Seorang pelayan muda dengan pakaian hijau giok menunduk sopan. “Tuan, apa yang ingin Anda perdagangkan?”
Yu Chen mengulurkan cincin itu. “Tiga pil Ranah Roh murni. Aku ingin menukarnya dengan Akar Jiwa Hijau.”
Pelayan itu menerima cincin itu, menyalurkan sedikit Qi untuk memeriksa isinya. Seketika matanya melebar. “Kualitasnya… luar biasa!” Ia menatap Yu Chen ragu-ragu. “Mohon tunggu sebentar, Tuan. Saya akan memanggil penilai senior.”
Beberapa menit kemudian, seorang pria muda dengan jubah naga hijau berjalan masuk. Di dadanya terpampang lambang murid inti Sekte Naga Hijau. Senyumnya dingin, tatapannya tajam seperti ular.
“Pil Ranah Roh yang katanya luar biasa itu, ya?” katanya sambil mengambil cincin dari pelayan. “Izinkan aku memeriksanya sendiri.”
Ia membuka cincin itu, dan aroma pil langsung memenuhi ruangan. Banyak pengunjung Paviliun menoleh, tertarik oleh aroma yang menenangkan jiwa. Namun, bukannya kagum, murid Sekte Naga Hijau itu mengerutkan kening.
“Wangi yang mencurigakan,” katanya dingin. “Terlalu murni untuk pil buatan pengelana biasa. Kau pasti mencampur sesuatu. Pil ini palsu.”
Yu Chen memandangnya datar. “Aku tidak punya waktu untuk bermain kata. Jika kau tidak mampu menilai kualitasnya, panggil penilai yang lebih cakap.”
Kerumunan kecil mulai terbentuk di sekitar mereka. Murid itu mendengus kesal. “Berani sekali kau bicara begitu pada murid Sekte Naga Hijau?” Ia mengulurkan tangan untuk meraih cincin di tangan Yu Chen. “Biar aku sita barang bukti ini.”
Namun sebelum tangannya sempat menyentuh cincin itu, bilah Qi keemasan muncul dari udara, menahan pergelangan tangannya di tempat. Kilatan itu begitu cepat dan bersih hingga sebagian lengan jubahnya terpotong tanpa suara.
Murid itu mundur selangkah, matanya membelalak. “Kau—kau berani menyerangku di Paviliun Aliansi?”
Yu Chen menatapnya dengan tenang. “Aku hanya menahan tangan kotor yang mencoba mencuri.”
Suasana mendadak tegang. Aura para penjaga spiritual di sekitar mereka bergetar, siap bergerak jika perkelahian pecah.
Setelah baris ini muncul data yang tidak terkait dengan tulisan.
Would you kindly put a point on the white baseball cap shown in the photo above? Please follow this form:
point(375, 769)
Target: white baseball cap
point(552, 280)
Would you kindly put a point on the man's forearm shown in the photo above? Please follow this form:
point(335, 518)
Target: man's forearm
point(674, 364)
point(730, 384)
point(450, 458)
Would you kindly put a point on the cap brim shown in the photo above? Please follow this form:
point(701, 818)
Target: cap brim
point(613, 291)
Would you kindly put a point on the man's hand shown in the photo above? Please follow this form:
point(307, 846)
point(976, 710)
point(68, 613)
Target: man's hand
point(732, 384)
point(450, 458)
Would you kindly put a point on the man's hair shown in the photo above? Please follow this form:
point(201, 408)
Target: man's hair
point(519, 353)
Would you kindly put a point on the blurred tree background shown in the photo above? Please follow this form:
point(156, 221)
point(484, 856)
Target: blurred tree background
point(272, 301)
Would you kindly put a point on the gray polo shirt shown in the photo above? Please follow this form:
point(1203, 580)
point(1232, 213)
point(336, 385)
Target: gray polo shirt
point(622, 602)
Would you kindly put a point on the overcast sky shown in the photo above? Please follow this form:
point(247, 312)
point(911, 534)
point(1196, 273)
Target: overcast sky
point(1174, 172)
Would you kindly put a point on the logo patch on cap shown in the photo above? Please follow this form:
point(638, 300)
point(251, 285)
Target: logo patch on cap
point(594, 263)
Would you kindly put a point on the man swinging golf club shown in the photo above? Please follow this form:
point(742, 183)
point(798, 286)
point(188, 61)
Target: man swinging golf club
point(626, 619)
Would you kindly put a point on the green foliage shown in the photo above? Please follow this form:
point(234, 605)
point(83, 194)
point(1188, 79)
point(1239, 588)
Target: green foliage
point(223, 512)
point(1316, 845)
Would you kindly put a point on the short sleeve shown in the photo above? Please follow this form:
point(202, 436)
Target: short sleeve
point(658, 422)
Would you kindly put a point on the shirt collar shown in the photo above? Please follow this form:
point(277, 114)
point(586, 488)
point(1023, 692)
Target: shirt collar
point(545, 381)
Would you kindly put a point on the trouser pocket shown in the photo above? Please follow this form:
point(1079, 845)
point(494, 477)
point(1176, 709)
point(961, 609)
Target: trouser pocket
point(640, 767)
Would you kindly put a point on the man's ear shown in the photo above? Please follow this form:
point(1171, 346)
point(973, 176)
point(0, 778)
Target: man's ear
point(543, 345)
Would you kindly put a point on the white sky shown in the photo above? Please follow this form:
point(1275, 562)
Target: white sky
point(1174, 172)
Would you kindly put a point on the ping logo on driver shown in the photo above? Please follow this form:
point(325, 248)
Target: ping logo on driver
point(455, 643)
Namun pada saat itu, seorang pria tua muncul dari lantai atas. Jubahnya berwarna hijau tua, dengan lambang naga bersayap di dada. Setiap langkahnya memancarkan tekanan spiritual yang menekan dada semua orang di aula.
“Tetua Yang,” bisik seseorang.
Tetua Yang berhenti di depan mereka. Pandangannya menusuk Yu Chen seperti pisau. “Aku mendengar ada yang menuduh pil palsu di paviliun ini. Jelaskan.”
Murid muda itu segera menunduk. “Tetua, pengelana ini mencoba menjual pil mencurigakan. Aku khawatir itu palsu dan—”
“Diam.” Suara Tetua Yang rendah namun tegas. Ia mengambil cincin itu dari tangan muridnya, lalu menyalurkan sedikit Qi. Dalam sekejap, matanya memancarkan kilau biru samar—tanda teknik penilaian tingkat tinggi sedang digunakan.
Beberapa detik kemudian, ia membuka matanya perlahan. Ekspresinya berubah.
“…Pil ini murni. Sempurna. Tidak ada campuran kotor. Bahkan inti Qi-nya memiliki pola spiral tiga lapis, ciri khas pil kelas tinggi.”
Seluruh aula terdiam. Murid yang tadi menuduhnya menelan ludah dengan wajah memucat.
Tetua Yang menatap Yu Chen lebih dalam. “Siapa gurumu?”
“Tidak ada,” jawab Yu Chen tenang. “Aku hanya belajar dari pengalaman dan kebetulan memiliki bahan yang baik.”
“Bahan yang baik tidak cukup untuk menciptakan kemurnian seperti ini,” kata Tetua Yang. “Qi yang kau gunakan untuk menekan energi pil ini… bukan Qi manusia biasa. Qi-mu murni seperti darah naga.”
Yu Chen menahan diri untuk tidak menunjukkan reaksi. “Mungkin Anda terlalu berlebihan, Tetua.”
Tetua Yang menatapnya lama sebelum menyerahkan kembali cincin itu. “Aku akan membeli pil ini atas nama Paviliun dengan harga penuh. Dan sebagai gantinya, kau boleh memilih satu Akar Jiwa Hijau dari gudang kami.”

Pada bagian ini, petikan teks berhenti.